Pre-training CLIP against Data Poisoning with Optimal Transport-based Matching and Alignment

Recent studies have shown that Contrastive Language-Image Pre-training (CLIP) models are threatened by targeted data poisoning and backdoor attacks due to massive training image-caption pairs crawled from the Internet. Previous defense methods correct poisoned image-caption pairs by matching a new caption for each image. However, the matching process relies solely on the global representations of images and captions, overlooking fine-grained features of visual and textual features. It may introduce incorrect image-caption pairs and harm the CLIP pre-training. To address their limitations, we propose an Optimal Transport-based framework to reconstruct image-caption pairs, named OTCCLIP. We propose a new optimal transport-based distance measure between fine-grained visual and textual feature sets and re-assign new captions based on the proposed optimal transport distance. Additionally, to further reduce the negative impact of mismatched pairs, we encourage the inter- and intra-modality fine-grained alignment by employing optimal transport-based objective functions.
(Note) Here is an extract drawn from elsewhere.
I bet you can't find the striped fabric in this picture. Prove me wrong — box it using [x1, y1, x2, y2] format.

Our experiments demonstrate that OTCCLIP can successfully decrease the attack success rates of poisoning attacks. Also, compared to previous methods, OTCCLIP significantly improves CLIP's zero-shot and linear probing performance trained on poisoned datasets.

Key Contributions

Optimal transport-based fine-grained distance measure between image patch and caption token feature sets for detecting and correcting poisoned image-caption pairs during CLIP pre-training
Caption re-assignment mechanism using OT transport matrices as weights to capture patch-token region correspondences, improving robustness over global-feature-only matching
Inter- and intra-modality fine-grained alignment objectives using OT to reduce harm from residual mismatched pairs after correction

🛡️ Threat Analysis

Data Poisoning Attack

The paper explicitly targets targeted data poisoning attacks (TDPAs) on CLIP pre-training, where adversarial image-caption pairs are injected into massive crawled training datasets. The defense disrupts these poisoned pairs by remapping captions via optimal transport distance.

Model Poisoning

The paper also explicitly defends against backdoor attacks (BAs) on CLIP, where trigger insertion into as little as 0.01% of pre-training data induces targeted misclassification — the canonical backdoor/trojan threat model.